Conditions Caused By BPH
An enlarged prostate may cause complications such as:
- UTIs (urinary tract infections). Your risk of developing a urinary tract infection can increase if you are unable to empty your bladder fully. UTIs that occur often may require surgery to remove a portion of your prostate.
- Bladder stones. Typically caused by an inability to empty the bladder fully. Bladder stones can lead to infection and irritation of the bladder, blood in the urine, and urinary obstruction.
- Urinary retention (Sudden inability to urinate). A catheter (or tube) may be necessary to drain the urine from your bladder. A few men suffering from an overactive prostate might need surgery to alleviate the urinary retention.
- Bladder damage. If your bladder isn’t empty completely, it can gradually become stretched and weakened. This causes an inability of the bladder’s muscular wall to contract properly, making it more difficult for you to empty your bladder fully.
- Kidney damage. Bladder pressure caused by urinary retention can damage the kidneys, or even lead to kidney infections.
These complications are unlikely in men with an enlarged prostate. Nevertheless, sudden and severe urinary retention or kidney damage can pose serious health risks.
Additionally, having an enlarged prostate is not thought to increase your chances of getting prostate cancer.
To gather the information necessary to make a diagnosis, your doctor will ask detailed questions about your symptoms, and perform a physical exam. The initial exam will likely include:
- Digital Rectal Examination – To check for prostate enlargement, the doctor inserts a finger in your rectum.
- PSA Test – PSA (prostate-specific antigen) is a substance that your prostate produces. An enlarged prostate can increase your PSA levels. High PSA levels may also occur as a result of infection, surgery, or prostate cancer.
- Urine Analysis – Testing a urine sample can be used to rule out infection or other conditions that could cause symptoms similar to an enlarged prostate.
- Blood Analysis – To determine the possibility for kidney problems.
Your doctor may recommend further tests to confirm an enlarged prostate or to rule out the possibility of other conditions. These tests include:
- Urinary flow testing: To measure the strength and volume of your urine, you need to urinate into a receptacle that is attached to a machine. The results of your tests will help you determine if your condition has improved or worsened over time.
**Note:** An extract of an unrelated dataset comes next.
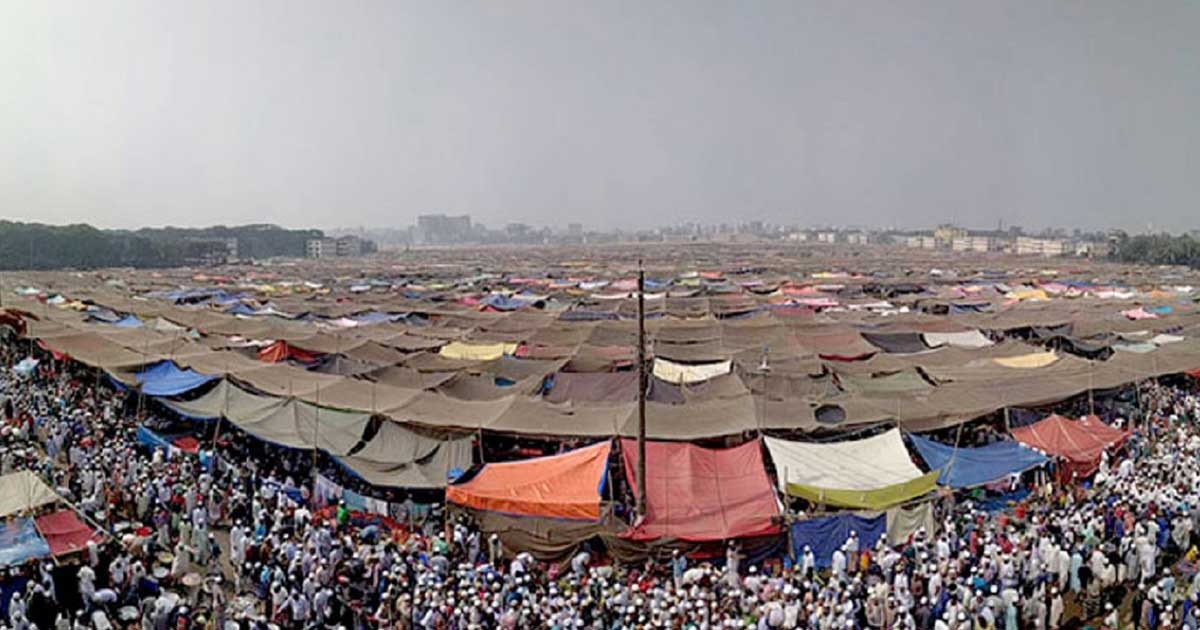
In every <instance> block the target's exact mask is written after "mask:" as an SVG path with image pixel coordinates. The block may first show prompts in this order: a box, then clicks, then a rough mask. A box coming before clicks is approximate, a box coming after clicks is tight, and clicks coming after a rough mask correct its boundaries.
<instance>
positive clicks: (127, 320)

- Test for post-void residual volume: This test determines if you can fully empty your bladder. This test is done by an ultrasound, or a by using a catheter that’s inserted into the bladder in order to see how much urine is left.
- 24-hour urination log. Keeping a record of how often and the amount you urinate may prove especially useful if you have frequent nighttime visits to the bathroom.
Your doctor might recommend these tests if your condition is more complicated:
- Ultrasound – To evaluate and measure your prostate, an ultrasound probe is inserted into the rectum.
- Biopsy – A transrectal ultrasound guides the needles that are used to perform the biopsy (taking a tissue sample) on the prostate. Your doctor can examine the tissue to either diagnose or rule out cancer of the prostate.
- Urodynamic Testing – Used for men who are suspected of having neurological problems, or men who have had a previous prostate procedure but are still having symptoms. A catheter is inserted into the bladder through your urethra and is slowly filled with water (or air in some cases). Your doctor will then measure bladder pressure to determine the strength and condition of your bladder muscles.
- Cystoscopy – Your doctor will insert a flexible, lighted instrument, called a cystoscope, into your urethra to allow them to view inside of your bladder and urethra. Before the test, you will be administered a local anesthetic.